Beth Robinson, 24, graduated with a degree in history and women's studies from Westminster University in 2006, and is now at Royal Holloway in London studying for a Masters in women, gender and culture. She blames the decline of the subject on the Government, which she says has encouraged school leavers to think of their degree as a financial commodity rather than a pleasurable intellectual pursuit.

"Studying something you can get excited about is something we've lost now," she says. "I discovered the subject by accident at a Ucas careers fair, and it really took me by surprise.

"So many people from school were doing things that didn't interest them, but here was something I could be really positive about. I adored the course, but because feminism has a long history, people think of it in terms of the politics rather than the skills you gain from it. Some people even asked me if I was studying knitting and baking."

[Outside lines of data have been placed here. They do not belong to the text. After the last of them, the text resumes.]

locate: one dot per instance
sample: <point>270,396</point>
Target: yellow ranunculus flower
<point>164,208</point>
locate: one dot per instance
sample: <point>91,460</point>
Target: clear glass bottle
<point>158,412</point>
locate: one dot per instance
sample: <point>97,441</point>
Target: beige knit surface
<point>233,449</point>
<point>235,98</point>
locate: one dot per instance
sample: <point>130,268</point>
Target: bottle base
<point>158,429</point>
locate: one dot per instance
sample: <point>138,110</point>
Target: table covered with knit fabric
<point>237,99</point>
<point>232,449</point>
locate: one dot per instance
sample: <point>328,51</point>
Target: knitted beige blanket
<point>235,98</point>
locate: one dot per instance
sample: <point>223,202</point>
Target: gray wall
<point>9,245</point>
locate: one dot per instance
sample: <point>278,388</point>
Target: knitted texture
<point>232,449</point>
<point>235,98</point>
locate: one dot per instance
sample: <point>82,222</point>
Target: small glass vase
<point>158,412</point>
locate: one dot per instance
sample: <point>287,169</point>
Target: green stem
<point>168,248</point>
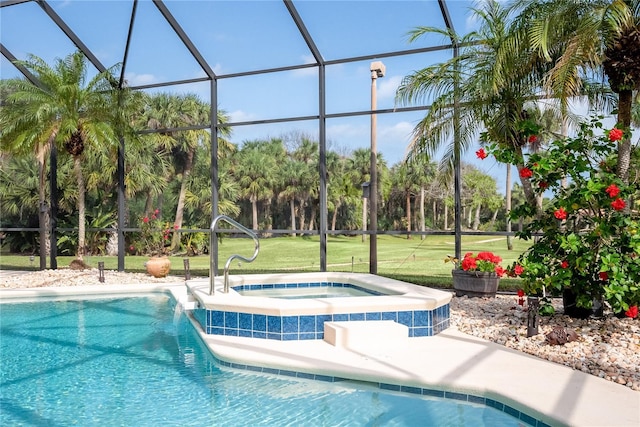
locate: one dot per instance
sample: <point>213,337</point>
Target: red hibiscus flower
<point>526,173</point>
<point>612,190</point>
<point>500,271</point>
<point>481,154</point>
<point>618,204</point>
<point>560,213</point>
<point>615,134</point>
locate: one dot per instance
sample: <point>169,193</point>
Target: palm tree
<point>361,167</point>
<point>491,83</point>
<point>591,36</point>
<point>254,172</point>
<point>64,109</point>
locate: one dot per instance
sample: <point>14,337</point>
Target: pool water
<point>133,361</point>
<point>312,292</point>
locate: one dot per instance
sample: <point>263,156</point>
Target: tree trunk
<point>302,217</point>
<point>312,219</point>
<point>254,212</point>
<point>446,217</point>
<point>476,219</point>
<point>334,219</point>
<point>493,218</point>
<point>422,218</point>
<point>364,218</point>
<point>507,200</point>
<point>529,194</point>
<point>408,203</point>
<point>175,239</point>
<point>624,145</point>
<point>43,212</point>
<point>77,166</point>
<point>292,209</point>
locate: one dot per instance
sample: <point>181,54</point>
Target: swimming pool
<point>313,290</point>
<point>129,361</point>
<point>423,311</point>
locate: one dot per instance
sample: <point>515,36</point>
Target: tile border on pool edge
<point>471,398</point>
<point>421,323</point>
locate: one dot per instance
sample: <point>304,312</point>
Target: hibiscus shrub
<point>586,240</point>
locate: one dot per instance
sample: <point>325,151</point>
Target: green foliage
<point>589,240</point>
<point>154,236</point>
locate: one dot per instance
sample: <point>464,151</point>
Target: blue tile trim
<point>464,397</point>
<point>259,286</point>
<point>421,323</point>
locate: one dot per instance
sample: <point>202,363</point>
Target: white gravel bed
<point>608,348</point>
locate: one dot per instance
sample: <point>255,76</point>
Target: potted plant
<point>477,275</point>
<point>154,236</point>
<point>587,246</point>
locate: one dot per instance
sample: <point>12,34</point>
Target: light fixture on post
<point>365,197</point>
<point>377,70</point>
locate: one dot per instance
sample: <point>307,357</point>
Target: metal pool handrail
<point>212,269</point>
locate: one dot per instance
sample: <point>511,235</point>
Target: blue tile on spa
<point>390,315</point>
<point>217,318</point>
<point>290,324</point>
<point>421,332</point>
<point>405,318</point>
<point>245,321</point>
<point>260,322</point>
<point>230,319</point>
<point>373,316</point>
<point>356,316</point>
<point>307,323</point>
<point>274,324</point>
<point>421,318</point>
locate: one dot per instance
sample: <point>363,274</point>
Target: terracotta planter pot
<point>475,283</point>
<point>158,266</point>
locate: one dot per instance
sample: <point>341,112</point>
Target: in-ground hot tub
<point>287,316</point>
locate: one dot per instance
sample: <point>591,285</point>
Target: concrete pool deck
<point>451,360</point>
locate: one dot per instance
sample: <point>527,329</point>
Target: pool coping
<point>553,394</point>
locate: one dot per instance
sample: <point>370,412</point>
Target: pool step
<point>365,333</point>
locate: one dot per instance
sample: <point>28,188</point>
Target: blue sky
<point>237,36</point>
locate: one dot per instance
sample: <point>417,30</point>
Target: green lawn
<point>415,260</point>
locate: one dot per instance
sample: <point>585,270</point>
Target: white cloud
<point>140,79</point>
<point>387,86</point>
<point>240,116</point>
<point>347,132</point>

What's on offer: women's studies programmes around the country


Although much has been made of this summer's scheduled closure of the last single-honours undergraduate degree in women's studies, at London Metropolitan University, it might not be long before the subject is back on the map. Ruskin College, Oxford, is hoping to launch a single-honours degree in the autumn: it already offers a certificate of higher education in the subject. The new degree is undergoing validation, and is due to begin in September. The University of Westminster runs a joint honours undergraduate programme in women's studies: popular choices for the other half of the degree are history and sociology.


Women's studies is still looking healthy as a postgraduate discipline. The courses listed here should not be confused with gender studies, which is also becoming increasingly popular. The Centre for Women's Studies at the University of York offers a wide variety of postgraduate qualifications in the subject, which have proved popular with international students: at least half of the student body is from overseas. In September a new Masters entitled "women, violence and conflict" is set to start.

The Centre for Gender and Women's Studies at Lancaster University is another well-established postgraduate department, offering five Masters courses, including one in feminist cultural theory and practice. There is also the opportunity to study for a PhD or an MPhil at the centre, which was awarded the top score in the last Research Assessment Exercise in 2001. The University of Oxford teaches a one-year MSt – Master of Studies – in the subject, while Royal Holloway in London has an MA in women, gender and culture.